Zanim przejął nadzór nad polityką europejską, jako wiceminister spraw zagranicznych działał przez kilka lat m.in. na odcinku niemieckim. Czyli w miejscu wręcz idealnym, aby liznąć podstaw godnościowej dyplomacji oraz wyostrzyć język. I choć Szymon Sękowski vel Sęk nie ma temperamentu politycznego radykała ani nawet nie uchodził za mistrza ciętej riposty, mimo wszystko nieźle sobie radził. Dzielnie bronił nieustannie „szarganego wizerunku Polski”, niezły też bywał w ofensywie. Jego zeszłoroczne proroctwo, iż „może przyjść czas, że to Polska zacznie stosować swój mechanizm praworządności wobec instytucji unijnych”, nawet zrobiło pewną karierę w mediach.
Ale wysiłki ambitnego czterdziestolatka o dosyć łagodnej aparycji przebiły się nie tylko do opinii publicznej. Z pewnością zostały docenione przez centralny ośrodek dyspozycji politycznej w kraju, a przy okazji Szynkowski vel Sęk zaczął też zapisywać się w świadomości elit wrogiego mocarstwa zza Odry. Już po wybuchu wojny w Ukrainie zaproszony do dyskusji w niemieckiej telewizji ARD nawrzucał tam kanclerzowi Scholzowi, że marnuje czas na telefony do Putina. Chyba trochę przekraczając kryteria niemieckiej kultury debaty, bo komentujący wystąpienie polskiego gościa współprzewodniczący SPD Lars Klingbeil nie krył dezaprobaty i wywiązała się z tego sprzeczka. Na koniec Szynkowski vel Sęk zaproponował antagoniście kontynuację polemiki w Polsce, skąd dużo lepiej widać prawdziwą naturę rosyjskiego zagrożenia.
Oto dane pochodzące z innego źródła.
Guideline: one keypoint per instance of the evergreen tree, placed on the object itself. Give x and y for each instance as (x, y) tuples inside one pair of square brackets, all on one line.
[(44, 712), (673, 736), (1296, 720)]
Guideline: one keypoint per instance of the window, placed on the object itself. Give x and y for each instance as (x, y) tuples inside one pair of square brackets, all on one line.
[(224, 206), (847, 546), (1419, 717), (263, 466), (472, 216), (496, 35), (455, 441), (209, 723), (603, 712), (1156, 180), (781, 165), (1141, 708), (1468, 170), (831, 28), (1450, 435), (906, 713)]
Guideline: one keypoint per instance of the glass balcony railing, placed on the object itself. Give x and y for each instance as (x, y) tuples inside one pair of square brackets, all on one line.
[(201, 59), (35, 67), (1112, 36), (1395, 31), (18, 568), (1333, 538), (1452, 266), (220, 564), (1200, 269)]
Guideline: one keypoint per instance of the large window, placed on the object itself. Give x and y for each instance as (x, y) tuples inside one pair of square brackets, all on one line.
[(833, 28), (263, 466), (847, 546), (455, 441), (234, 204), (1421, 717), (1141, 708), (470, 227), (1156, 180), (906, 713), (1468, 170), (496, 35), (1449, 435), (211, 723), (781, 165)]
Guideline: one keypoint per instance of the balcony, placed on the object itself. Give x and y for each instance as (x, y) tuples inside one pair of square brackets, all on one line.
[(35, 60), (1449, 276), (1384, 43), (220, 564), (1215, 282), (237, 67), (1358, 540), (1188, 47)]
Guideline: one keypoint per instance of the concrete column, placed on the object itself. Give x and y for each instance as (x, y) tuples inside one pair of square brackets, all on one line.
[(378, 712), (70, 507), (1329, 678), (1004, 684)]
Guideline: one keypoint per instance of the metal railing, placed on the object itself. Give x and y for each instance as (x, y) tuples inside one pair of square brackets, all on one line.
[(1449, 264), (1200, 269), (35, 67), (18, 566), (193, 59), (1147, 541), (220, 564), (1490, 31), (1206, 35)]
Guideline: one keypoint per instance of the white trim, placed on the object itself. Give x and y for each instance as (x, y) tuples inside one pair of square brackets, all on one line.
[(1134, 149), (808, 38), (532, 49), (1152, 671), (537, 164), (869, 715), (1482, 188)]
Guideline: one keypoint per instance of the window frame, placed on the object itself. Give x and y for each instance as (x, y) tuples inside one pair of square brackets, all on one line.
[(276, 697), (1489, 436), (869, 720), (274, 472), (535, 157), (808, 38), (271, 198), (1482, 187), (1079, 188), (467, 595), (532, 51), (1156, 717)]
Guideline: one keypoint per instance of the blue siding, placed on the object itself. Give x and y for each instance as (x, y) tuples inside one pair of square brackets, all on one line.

I tak się przypadkowo złożyło, że już parę tygodni później Klingbeil na zaproszenie Lewicy faktycznie gościł w Warszawie. Spotkał się wtedy z Włodzimierzem Czarzastym i nawet publicznie pokajał za błędną politykę swojego kraju wobec Rosji. Organizująca wizytę niemiecka ambasada próbowała przy okazji zorganizować Klingbeilowi rozmowę z oficjalnym przedstawicielem polskiego rządu.